Stockton just wanted to play. It didn’t matter whether there were 19,000 shrieking fans inside the Delta Center or a few bright lights shining in an empty gym.

He wanted the ball and the dribble and a defense to break down. The rest of it – the shoe commercials, the Gatorade ads, the “Sports Century” profiles – was for the other players.

With Stockton, all of the hoopla surrounding the game was superfluous. He never enjoyed the spotlight. Never felt comfortable at a news-conference podium. Never liked talking about himself, even to the sportswriters he knew well.

He preferred playing to talking.

Last October, before the first exhibition game of his final season, I asked him, in light of the United States’ poor performance in the World Championships, if he had any suggestions to improve the game.

“I do,” he said.

I asked him if he would like to share any of them with me.

“No,” he said, cracking a small smile. “I’d rather wait and talk to someone who could make a difference.”
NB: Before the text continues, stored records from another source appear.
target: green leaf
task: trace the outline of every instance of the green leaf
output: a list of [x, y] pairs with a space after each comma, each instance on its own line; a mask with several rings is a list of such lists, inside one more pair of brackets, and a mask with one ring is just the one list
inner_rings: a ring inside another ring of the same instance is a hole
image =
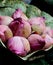
[[3, 46], [6, 48], [6, 46], [4, 45], [4, 43], [2, 42], [2, 40], [0, 39], [0, 46]]
[[0, 15], [11, 16], [14, 11], [15, 11], [15, 9], [10, 8], [10, 7], [0, 8]]
[[33, 5], [29, 5], [26, 11], [26, 15], [31, 18], [31, 17], [37, 17], [41, 16], [41, 10]]
[[5, 6], [12, 7], [14, 9], [20, 8], [24, 13], [26, 12], [26, 4], [21, 0], [7, 0]]

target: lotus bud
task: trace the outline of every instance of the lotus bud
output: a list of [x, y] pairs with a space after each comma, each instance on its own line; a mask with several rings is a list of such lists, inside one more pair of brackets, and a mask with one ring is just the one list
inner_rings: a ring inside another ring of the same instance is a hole
[[13, 36], [12, 31], [6, 25], [0, 25], [0, 38], [2, 41], [6, 41]]
[[43, 17], [34, 17], [28, 20], [31, 25], [32, 31], [42, 34], [45, 30], [45, 19]]
[[29, 40], [29, 43], [30, 43], [32, 51], [40, 50], [45, 45], [44, 39], [40, 35], [38, 35], [38, 34], [32, 34], [32, 35], [30, 35], [28, 37], [28, 40]]
[[0, 25], [9, 25], [13, 21], [13, 18], [9, 16], [0, 16]]
[[8, 40], [7, 47], [16, 55], [26, 56], [30, 51], [30, 45], [24, 37], [14, 36]]
[[23, 36], [27, 38], [31, 34], [30, 24], [21, 18], [15, 19], [9, 27], [14, 36]]

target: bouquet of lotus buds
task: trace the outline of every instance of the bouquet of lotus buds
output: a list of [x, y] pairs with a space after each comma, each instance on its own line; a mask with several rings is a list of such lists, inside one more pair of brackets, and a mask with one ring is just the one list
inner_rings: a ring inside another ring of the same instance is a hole
[[22, 60], [31, 61], [44, 57], [52, 48], [53, 17], [35, 6], [26, 6], [26, 14], [18, 8], [11, 16], [0, 15], [0, 43]]

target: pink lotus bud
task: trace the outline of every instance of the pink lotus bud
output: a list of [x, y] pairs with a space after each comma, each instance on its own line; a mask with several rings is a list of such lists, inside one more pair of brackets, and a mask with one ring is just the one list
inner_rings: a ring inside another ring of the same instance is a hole
[[52, 29], [50, 27], [46, 27], [46, 29], [44, 30], [43, 35], [46, 35], [46, 34], [53, 37]]
[[15, 19], [9, 27], [14, 36], [23, 36], [27, 38], [31, 34], [30, 24], [21, 18]]
[[13, 13], [12, 17], [14, 19], [22, 18], [24, 20], [28, 20], [27, 16], [22, 12], [21, 9], [16, 9], [16, 11]]
[[53, 44], [53, 38], [51, 38], [48, 34], [45, 35], [45, 46], [43, 49], [48, 49]]
[[9, 16], [0, 16], [0, 25], [9, 25], [13, 21], [13, 18]]
[[44, 47], [45, 41], [44, 39], [38, 34], [32, 34], [28, 38], [31, 46], [32, 51], [40, 50]]
[[20, 56], [25, 56], [30, 51], [28, 40], [19, 36], [10, 38], [7, 47], [10, 51]]
[[0, 38], [3, 42], [13, 36], [12, 31], [6, 25], [0, 25]]
[[45, 19], [43, 17], [34, 17], [28, 20], [32, 27], [32, 31], [41, 34], [45, 30]]

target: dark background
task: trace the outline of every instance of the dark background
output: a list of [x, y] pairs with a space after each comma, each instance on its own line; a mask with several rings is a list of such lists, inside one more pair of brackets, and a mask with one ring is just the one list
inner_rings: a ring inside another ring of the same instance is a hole
[[32, 0], [30, 4], [37, 6], [42, 11], [46, 11], [53, 16], [53, 5], [48, 4], [45, 0]]
[[[32, 0], [30, 3], [37, 6], [42, 11], [48, 12], [53, 16], [53, 5], [49, 5], [44, 0]], [[47, 61], [47, 60], [46, 60]], [[27, 63], [22, 61], [16, 55], [12, 54], [9, 50], [0, 47], [0, 65], [26, 65]], [[51, 64], [51, 63], [50, 63]]]

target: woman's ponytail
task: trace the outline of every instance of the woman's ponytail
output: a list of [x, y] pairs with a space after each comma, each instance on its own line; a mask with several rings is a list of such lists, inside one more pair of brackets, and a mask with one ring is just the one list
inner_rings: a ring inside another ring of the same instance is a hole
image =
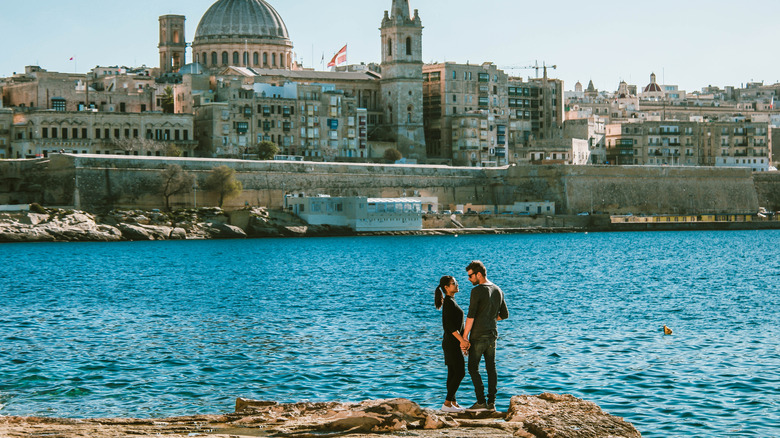
[[436, 309], [441, 309], [441, 306], [444, 304], [444, 291], [441, 286], [436, 288], [434, 299], [436, 300]]
[[445, 275], [439, 279], [439, 286], [436, 288], [436, 292], [434, 293], [434, 304], [436, 305], [437, 309], [441, 309], [441, 306], [444, 305], [444, 288], [451, 285], [454, 281], [455, 278], [450, 275]]

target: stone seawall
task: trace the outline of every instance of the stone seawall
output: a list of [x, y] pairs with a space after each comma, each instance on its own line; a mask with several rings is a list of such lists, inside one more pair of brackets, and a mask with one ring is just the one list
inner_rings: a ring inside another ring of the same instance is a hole
[[[0, 161], [0, 203], [38, 202], [87, 211], [162, 208], [161, 170], [178, 164], [198, 186], [214, 167], [236, 170], [244, 186], [225, 208], [279, 208], [285, 193], [331, 196], [435, 196], [441, 209], [553, 201], [558, 214], [755, 213], [778, 204], [780, 178], [734, 168], [645, 166], [446, 166], [342, 164], [197, 158], [52, 155]], [[754, 179], [755, 178], [755, 179]], [[768, 200], [768, 201], [767, 201]], [[174, 197], [174, 208], [214, 206], [202, 188]], [[479, 208], [477, 208], [479, 209]]]

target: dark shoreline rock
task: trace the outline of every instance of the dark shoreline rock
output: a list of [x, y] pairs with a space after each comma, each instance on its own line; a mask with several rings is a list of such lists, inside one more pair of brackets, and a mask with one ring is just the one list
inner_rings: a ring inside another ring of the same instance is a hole
[[[443, 430], [447, 429], [446, 432]], [[413, 432], [412, 432], [413, 431]], [[273, 436], [354, 438], [418, 436], [639, 438], [630, 423], [571, 395], [515, 396], [509, 411], [460, 414], [397, 398], [360, 403], [287, 403], [239, 398], [233, 413], [166, 419], [0, 417], [0, 436]]]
He wasn’t being a wise guy. He was being himself.

Stockton was different.

He was all short shorts and a $5 haircut. He was do-wop in an era of rap. He played the game on the floor when most of his colleagues were taking it higher and higher into the air.

Like a pool shark, Stockton knew how to play the angles. He knew how to separate himself from his defender and slide passes into barely open teammates.

Like a club fighter, he knew how to use his elbows to separate himself from defenders, and he knew how to use his hips and his knees and his shoulders to spring loose teammates on screens.

He was sneaky like a good offensive lineman. He committed fouls officials never called. He would bump and grind away from the ball with players who hated him at the same time they admired him.

He was proof that basketball still is a game of fundamentals. A reminder that if you keep your head up, take advantage of good screens and move without the ball, you still can succeed without a 40-inch vertical in 2003.

But on Friday, just before he cleaned out his locker for the last time, after 19 years in the league, Stockton, at 41, announced his retirement.

“I think I’m finished,” he said, looking as if he wished he could run one more fast break and get away from the reporters who surrounded him. “It’s time for me to move on.”

He tried to talk longer, but his voice cracked, his eyes began to water and he walked away.

Stockton never wanted a farewell tour. He didn’t need to see and hear the standing ovations in every road arena from November to May. He left the league the same way he entered it – quietly.

And the game will miss him more than it thinks. The Stockton-to-Malone pick-and-rolls were part of what still is right about the game. To think we won’t see that again is saddening.

Malone will soldier on, probably not in Utah. He will chase after Kareem Abdul-Jabbar’s career scoring record.

But watching Malone without Stockton will be like listening to Brahms without the strings. Like watching the next “Lethal Weapon” without Mel Gibson.

Stockton leaves the NBA with 15,806 assists and 3,265 steals. He leaves, even though he proved again this season that he still could play at the highest level.

My guess is John Stockton won’t stop playing basketball. He’ll find a game to his liking and just go back to being the same guy he was 20 years ago.

A man with a ball and a gym and an unquenchable love for the game.